Feel free to share your approach. Suggestions are welcomed as always. :slight_smile:


I think this was a very nice counting problem. I modeled the problem as below.
Construct array g of size n containing nonzero elements where g[i] = m-m \pmod i. This is \mathcal O(n) time. Now the problem is to efficiently answer queries of the form, given integer a find the number of multiples of a in the subarray g[a+1, ~n].
To compute this we can first of all compute the factors of all numbers from
1 to 5\cdot10^5 fast using sieve like idea. Now we can create 2 arrays cnt and cur of size n. We start traversing the array and for each factor of g[i] we append the count value. Basically for all v \mid g[i] we do cnt[v]+=1. Also at the i'th stage we set cur[i] = cnt[i]. So after this cur[i] stores the number of multiples of i in subarray g[1, i] and cnt[i] stores the same for the subarray g[1, n]. So we have answered out queries in \mathcal O(1) after a \mathcal O(n) precomputation as the answer is just cnt[i]-cur[i]. So the answer is A = \sum \limits_{i=1}^{n} cnt[i]-cur[i]. But this is wrong.
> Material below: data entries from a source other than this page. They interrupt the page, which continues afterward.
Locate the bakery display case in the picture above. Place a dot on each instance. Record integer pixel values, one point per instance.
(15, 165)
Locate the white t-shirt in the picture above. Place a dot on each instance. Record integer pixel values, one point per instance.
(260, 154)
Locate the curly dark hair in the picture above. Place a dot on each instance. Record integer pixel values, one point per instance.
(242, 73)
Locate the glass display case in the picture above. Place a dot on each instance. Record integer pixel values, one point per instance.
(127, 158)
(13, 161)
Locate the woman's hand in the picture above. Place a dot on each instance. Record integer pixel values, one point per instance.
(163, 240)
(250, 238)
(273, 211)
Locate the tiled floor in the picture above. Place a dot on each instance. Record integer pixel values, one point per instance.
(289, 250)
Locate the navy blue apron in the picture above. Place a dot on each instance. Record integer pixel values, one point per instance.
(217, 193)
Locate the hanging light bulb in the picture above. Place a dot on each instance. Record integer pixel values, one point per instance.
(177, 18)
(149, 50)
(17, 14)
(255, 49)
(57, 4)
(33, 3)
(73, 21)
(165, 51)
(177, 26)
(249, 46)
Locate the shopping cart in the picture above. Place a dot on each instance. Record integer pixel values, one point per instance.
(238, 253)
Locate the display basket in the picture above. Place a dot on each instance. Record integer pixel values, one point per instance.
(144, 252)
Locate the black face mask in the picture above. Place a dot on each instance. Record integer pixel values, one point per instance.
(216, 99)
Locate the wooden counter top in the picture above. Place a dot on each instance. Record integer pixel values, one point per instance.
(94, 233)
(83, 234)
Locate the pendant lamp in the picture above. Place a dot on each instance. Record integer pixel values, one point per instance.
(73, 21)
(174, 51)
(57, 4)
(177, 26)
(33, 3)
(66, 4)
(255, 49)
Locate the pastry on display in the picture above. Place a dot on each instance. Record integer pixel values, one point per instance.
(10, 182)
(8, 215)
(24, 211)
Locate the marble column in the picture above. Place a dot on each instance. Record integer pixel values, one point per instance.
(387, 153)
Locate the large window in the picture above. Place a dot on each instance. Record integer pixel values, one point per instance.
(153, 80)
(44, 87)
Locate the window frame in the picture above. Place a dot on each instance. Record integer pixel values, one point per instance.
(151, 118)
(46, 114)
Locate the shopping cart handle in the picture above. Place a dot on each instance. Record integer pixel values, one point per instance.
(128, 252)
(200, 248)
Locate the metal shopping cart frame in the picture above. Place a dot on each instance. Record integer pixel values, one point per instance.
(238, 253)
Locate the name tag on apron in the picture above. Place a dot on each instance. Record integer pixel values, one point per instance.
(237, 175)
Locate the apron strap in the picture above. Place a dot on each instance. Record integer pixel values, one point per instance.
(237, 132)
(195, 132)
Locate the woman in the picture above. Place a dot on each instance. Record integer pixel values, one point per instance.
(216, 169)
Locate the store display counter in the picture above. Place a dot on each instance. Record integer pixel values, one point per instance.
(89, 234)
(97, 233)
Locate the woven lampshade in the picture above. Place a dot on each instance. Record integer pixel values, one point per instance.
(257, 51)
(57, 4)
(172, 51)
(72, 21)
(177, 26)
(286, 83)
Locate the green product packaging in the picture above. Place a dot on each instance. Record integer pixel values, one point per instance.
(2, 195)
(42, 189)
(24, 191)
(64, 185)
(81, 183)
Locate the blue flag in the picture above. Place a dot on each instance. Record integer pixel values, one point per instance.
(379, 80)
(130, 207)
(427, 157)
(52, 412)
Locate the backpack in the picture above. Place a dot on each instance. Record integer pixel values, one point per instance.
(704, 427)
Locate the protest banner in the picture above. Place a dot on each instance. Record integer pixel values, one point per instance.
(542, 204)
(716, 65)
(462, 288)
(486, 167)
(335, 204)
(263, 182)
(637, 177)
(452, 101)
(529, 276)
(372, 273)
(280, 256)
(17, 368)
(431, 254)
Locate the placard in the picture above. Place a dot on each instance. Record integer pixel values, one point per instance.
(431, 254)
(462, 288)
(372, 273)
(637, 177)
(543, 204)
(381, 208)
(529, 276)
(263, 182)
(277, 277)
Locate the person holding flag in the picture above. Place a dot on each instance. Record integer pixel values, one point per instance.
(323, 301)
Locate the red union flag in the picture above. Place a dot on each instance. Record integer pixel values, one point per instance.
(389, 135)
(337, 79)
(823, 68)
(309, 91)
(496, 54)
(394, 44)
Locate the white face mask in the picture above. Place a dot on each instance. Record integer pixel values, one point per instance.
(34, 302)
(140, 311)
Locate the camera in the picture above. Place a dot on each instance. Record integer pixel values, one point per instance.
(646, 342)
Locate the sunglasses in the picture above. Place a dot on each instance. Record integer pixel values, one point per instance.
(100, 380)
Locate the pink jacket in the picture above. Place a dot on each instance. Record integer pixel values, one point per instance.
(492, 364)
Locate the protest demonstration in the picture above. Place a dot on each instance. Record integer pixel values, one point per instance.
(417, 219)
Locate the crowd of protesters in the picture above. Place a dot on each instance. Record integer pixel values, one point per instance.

We have still not accounted for the zero elements in g. But that part of the problem we can do in \mathcal O(1) which is left as an exercise to the reader.(mainly because I don’t want to write it out)


@taran_1407 Can you please update the contest links of each editorial. All links are messed up…

1 Like

Hey, I guess time complexity can be reduced to O(M*logM + sum(N)), by dynamic handling of sieve.

2 data structures:

  1. sieve for calculating number of factors (dynamically)
  2. a list associated to every integer i. it will not contain multiples of i, rather the number of factors of that multiple, preceeding i

Say for i, we run over jth multiple of i: i*j
then we can check for the previous number of factors of i*j (say k), and can insert this into the list…(so we insert k into the ith list)

Now, for each test case for b, if we need say number of factors of b(M/b) which are less than b, we have it stored in list[b][M/b]…hence will take O(1)


how (b*floor(m/b))mod a==0 when m>b and a<b
for example if m=15 and b=10 and a=9 so from this formulat it is not satiesfied.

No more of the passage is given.